Les progrès de la recherche pharmaceutique ont permis d’améliorer considérablement le traitement de nombreuses maladies graves. Toutefois, cette évolution positive a un coût qui s’avère parfois exorbitant pour les médicaments innovants. En Suisse, le médicament le plus cher autorisé à ce jour coûte près de 2,2 millions de francs par dose. Le traitement des maladies étant de plus en plus spécifique et, par conséquent, le cercle des patients se rétrécissant, les coûts de développement doivent être répartis sur un nombre plus restreint de patients.

Des processus d’autorisation fastidieux

Les prix des médicaments ne sont toutefois pas dictés par l’industrie, mais résultent de négociations entre l’Office fédéral de la santé publique (OFSP) et les entreprises pharmaceutiques. Pendant ce long processus, qui peut durer des mois (médiane : 217 jours en 2021), l’accès aux innovations pour les patients est limité.

Dans une nouvelle étude, Sonia Estevez et Jérôme Cosandey analysent la pression exercée sur les régulateurs : d’une part, ils doivent assurer la viabilité financière du système de primes des caisses-maladie et d’autre part permettre un accès rapide aux nouveaux médicaments innovants. A cet égard, les entreprises pharmaceutiques ont besoin de conditions-cadres attrayantes sur le marché suisse, qui est relativement petit. Avec moins de 9 millions d’habitants, notre pays ne représente qu’environ 2,8 % du marché pharmaceutique européen et 0,6 % du marché mondial.

Un nouveau modèle qui repose sur trois piliers

Pour un approvisionnement optimal à des tarifs abordables, Avenir Suisse propose un modèle à trois piliers pour les nouveaux médicaments innovants :

  • Le mécanisme de fixation des prix entre les autorités et les entreprises pharmaceutiques doit être clair et rapide, afin de retarder le moins possible l’accès aux médicaments innovants. Cette exigence est justement centrale pour ces médicaments, car les patients concernés ne disposent souvent pas d’alternatives efficaces. Les caisses-maladie devraient pouvoir prendre en charge les médicaments innovants à un prix provisoire dès le premier jour d’autorisation par Swissmedic. Les autorités et les entreprises pharmaceutiques disposeraient ensuite de 365 jours pour négocier le prix définitif.
  • Le prix d’un médicament qui permet d’éviter de longs traitements peut, d’une part, refléter la valeur de ces économies et doit, d’autre part, s’orienter sur la «valeur» financière des années de vie sauvées en bonne santé. Ce bénéfice devrait être réparti à parts égales entre la société et le fabricant pharmaceutique. Pour fixer cette valeur, un débat est nécessaire, même s’il est délicat sur le plan éthique. Après tout, les tribunaux sont déjà contraints aujourd’hui de définir la valeur d’une vie, par exemple lors du règlement de litiges en matière de responsabilité civile après un accident mortel.
  • Si la Suisse veut rester attractive pour la commercialisation de médicaments innovants mais coûteux, elle a besoin d’un financement qui tienne compte d’une part de la valeur ajoutée de tels produits pour les patients et d’autre part des répercussions financières sur l’ensemble du système. Avenir Suisse propose ainsi un modèle dynamique de suivi des coûts qui prévoit une adaptation automatique des prix en fonction du chiffre d’affaires réalisé. Si un chiffre d’affaires cumulé entre 20 et 25 millions de francs est atteint en Suisse, un remboursement est dû. Le prix peut ainsi être adapté progressivement lorsque les coûts de recherche et de développement sont amortis et que des économies d’échelle sont réalisées.

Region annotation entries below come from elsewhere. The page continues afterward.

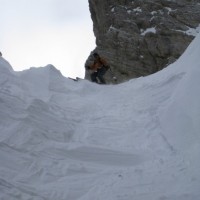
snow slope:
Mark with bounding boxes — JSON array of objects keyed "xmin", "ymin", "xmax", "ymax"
[{"xmin": 0, "ymin": 34, "xmax": 200, "ymax": 200}]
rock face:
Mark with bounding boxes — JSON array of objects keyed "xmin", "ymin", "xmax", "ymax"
[{"xmin": 85, "ymin": 0, "xmax": 200, "ymax": 83}]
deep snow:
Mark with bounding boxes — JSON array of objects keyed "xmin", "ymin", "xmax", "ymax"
[{"xmin": 0, "ymin": 34, "xmax": 200, "ymax": 200}]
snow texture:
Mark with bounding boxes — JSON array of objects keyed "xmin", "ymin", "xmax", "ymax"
[{"xmin": 0, "ymin": 34, "xmax": 200, "ymax": 200}]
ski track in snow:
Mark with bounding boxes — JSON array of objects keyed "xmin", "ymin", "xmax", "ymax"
[{"xmin": 0, "ymin": 35, "xmax": 200, "ymax": 200}]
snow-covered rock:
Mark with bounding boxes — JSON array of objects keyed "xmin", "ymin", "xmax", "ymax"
[{"xmin": 0, "ymin": 35, "xmax": 200, "ymax": 200}]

L’industrie pharmaceutique et le régulateur au service des patients

Ce modèle en trois étapes permet de garantir une base supportable pour un accès rapide des patients aux innovations, de maintenir l’attractivité du petit marché suisse pour l’industrie pharmaceutique et de ne pas surcharger les primes de caisses-maladie.
Il va de soi que les médicaments ne représentent qu’un aspect du système de santé. La prise en charge des patients par les médecins et les infirmiers ainsi que le rôle des proches-aidant sont tout aussi importants que les médicaments, aussi révolutionnaires soient-ils.